Okay, some of the texts are not only comprehensible, but still relevant 500 years later.
Halper 331 is a fragment of a ketubah. There were gems in the geniza fragments he translated, including parts of the Sefer Mitzvot, written in Arabic in the 10th century, which he translated to Hebrew and English. But much of a geniza is made up of ketubot and such – documents that contain the name of G-d and were thus destined to be forever archived – as well as secular texts and poems and even copies of the Quran. B. Halper understood the significance of the ketubot as well as that of the sacred texts. There is something even shiver-inducing to think of a young groom, in the year 800-something, signing a wedding contract nearly identical to the ones wedded couples receive today. That cannot be conveyed in the building restored to the shiny glory of the late 19th century.

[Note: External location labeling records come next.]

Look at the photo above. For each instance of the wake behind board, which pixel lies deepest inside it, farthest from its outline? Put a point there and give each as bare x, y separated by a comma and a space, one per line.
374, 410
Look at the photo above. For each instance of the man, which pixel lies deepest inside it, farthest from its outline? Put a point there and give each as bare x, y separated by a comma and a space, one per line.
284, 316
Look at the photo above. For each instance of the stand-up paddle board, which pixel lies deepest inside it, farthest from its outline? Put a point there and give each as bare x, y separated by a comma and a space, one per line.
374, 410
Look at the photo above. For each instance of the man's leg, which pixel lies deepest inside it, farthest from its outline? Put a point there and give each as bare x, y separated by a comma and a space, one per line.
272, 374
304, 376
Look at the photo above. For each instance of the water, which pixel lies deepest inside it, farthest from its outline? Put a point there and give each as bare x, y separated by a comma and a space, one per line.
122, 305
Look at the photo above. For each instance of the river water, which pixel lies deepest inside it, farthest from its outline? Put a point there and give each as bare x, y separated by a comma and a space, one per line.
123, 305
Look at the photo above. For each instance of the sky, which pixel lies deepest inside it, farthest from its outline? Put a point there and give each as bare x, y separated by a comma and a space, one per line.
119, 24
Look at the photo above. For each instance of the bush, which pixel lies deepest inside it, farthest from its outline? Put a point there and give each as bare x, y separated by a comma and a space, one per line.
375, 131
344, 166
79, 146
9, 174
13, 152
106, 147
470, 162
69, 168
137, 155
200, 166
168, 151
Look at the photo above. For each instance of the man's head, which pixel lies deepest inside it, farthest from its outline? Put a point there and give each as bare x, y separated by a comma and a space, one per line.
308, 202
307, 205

Even as Halper translated the psalms and prayers, he treasured the folklore, philosophical treatises and even the marriage certificates as the living historical documents they were of Jewish life. He was uniquely sensitive to the language that, because it was not spoken, rooted in prayer and legal texts, evolved only slowly. It meant that a German Jew living in the 19th century could read and comprehend a text written by another Jew living in Egypt in the 9th. He ended up cataloging 500 Cairo Geniza fragments before his death.
My dad, his namesake, moved to Israel when he was 85, and he struggled to learn a few words of basic Hebrew. But he did learn to say, with a smile, “shmi Ben-Zion (my name is Ben-Zion).” There is a Halper street in Bat-Yam named for Ben-Zion. It’s about two blocks long. But we made a pilgrimage with my dad to the street sign and took our pictures under it. There is nothing distinct about either the street or the sign, but the moment was surprisingly emotional.
Eliezer Ben-Yehuda, who has a much longer street in Tel Aviv, supposedly raised the Hebrew language up from the ashes. Ben-Zion Halper helped give us that language’s rich history.